|Ballypalady Plant Bed||Antrim|
|Degraded ochre pit at Ballypalady, to the south-east of the disused Belfast-Derry railway line, north-east of Templepatrick, Co.Antrim, as seen in June 1998.|
|Site Type: ||Cutting, Railway cutting|
|Site Status: ||PASSI|
|Grid Reference: ||J263874, J253867|
|Rock Age: ||Tertiary (Eocene, Palaeocene)|
|Rock Name: ||Antrim Lava Group, Interbasaltic Formation|
|Rock Type: ||Basalt, Lignite, Tuff|
|Fossil Groups: ||Plant|
|Other interest: ||No data, Flood-deposited sediments|
Summary of site:
The Plant Bed at Ballypalady remains by far the most important and best studied of Tertiary Palaeocene floras in Ireland. It was almost certainly exposed for the first time in the 1840s when a cutting was made during the engineering of one of Ireland’s first railways. Its first mention in the scientific literature dates from 1862 and the first description appeared in 1869.

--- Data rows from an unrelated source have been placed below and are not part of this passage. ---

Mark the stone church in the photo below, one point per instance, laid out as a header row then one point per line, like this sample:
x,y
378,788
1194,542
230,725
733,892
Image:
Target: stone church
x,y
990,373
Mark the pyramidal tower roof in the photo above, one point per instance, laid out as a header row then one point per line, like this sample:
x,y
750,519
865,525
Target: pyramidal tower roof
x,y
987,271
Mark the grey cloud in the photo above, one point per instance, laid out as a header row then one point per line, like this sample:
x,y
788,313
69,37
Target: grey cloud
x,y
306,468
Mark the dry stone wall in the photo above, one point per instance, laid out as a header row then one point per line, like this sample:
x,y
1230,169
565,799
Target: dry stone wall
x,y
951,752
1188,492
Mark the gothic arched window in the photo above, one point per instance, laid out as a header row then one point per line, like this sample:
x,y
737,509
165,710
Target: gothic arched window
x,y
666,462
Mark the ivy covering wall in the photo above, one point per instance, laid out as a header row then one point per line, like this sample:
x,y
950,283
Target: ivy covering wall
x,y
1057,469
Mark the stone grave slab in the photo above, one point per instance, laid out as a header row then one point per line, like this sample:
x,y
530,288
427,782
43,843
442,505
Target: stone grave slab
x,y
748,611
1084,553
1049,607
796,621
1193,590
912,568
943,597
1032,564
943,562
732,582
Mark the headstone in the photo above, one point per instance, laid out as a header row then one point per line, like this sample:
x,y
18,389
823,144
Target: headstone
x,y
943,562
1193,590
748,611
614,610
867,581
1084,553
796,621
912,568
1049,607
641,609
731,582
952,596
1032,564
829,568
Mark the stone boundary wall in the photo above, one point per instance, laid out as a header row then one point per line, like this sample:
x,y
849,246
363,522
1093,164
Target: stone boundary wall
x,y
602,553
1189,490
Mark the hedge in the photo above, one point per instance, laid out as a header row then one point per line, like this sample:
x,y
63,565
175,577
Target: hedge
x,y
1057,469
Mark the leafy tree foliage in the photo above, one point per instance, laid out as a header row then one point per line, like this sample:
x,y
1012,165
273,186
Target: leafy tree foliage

The Plant Bed occurs in the Interbasaltic Bed which separates the Lower and Upper Basalt Formations. The Interbasaltic Bed represents a protracted period (probably several hundred thousand years), following the final eruption of the Lower Basalts and before the onset of the major vulcanicity of the Upper Basalts. During that time, deep weathering of the surface of the Lower Basalts created a landscape underlain by a rich red soil, destined to be sealed by the first lavas of the Upper Basalts.
The best description of the section dates from 1912 and was recorded from ‘the old quarry near the railway’, which presumably refers to one of the pits at the extreme western limit of the cutting. Here 6m of alternating fine and coarse sediments, red to reddish-brown in colour and consisting almost entirely of weathered basalt fragments, were exposed and the presence of plant material in the finer sediments was noted. The walls of the railway cutting were described as essentially similar. Examination of an extensive collection in the Ulster Museum shows that the plant material occurs as pollens, fruiting bodies and plant fragments which include carbonized woody material, leaf impressions and natural moulds (cavities left as the original material decayed).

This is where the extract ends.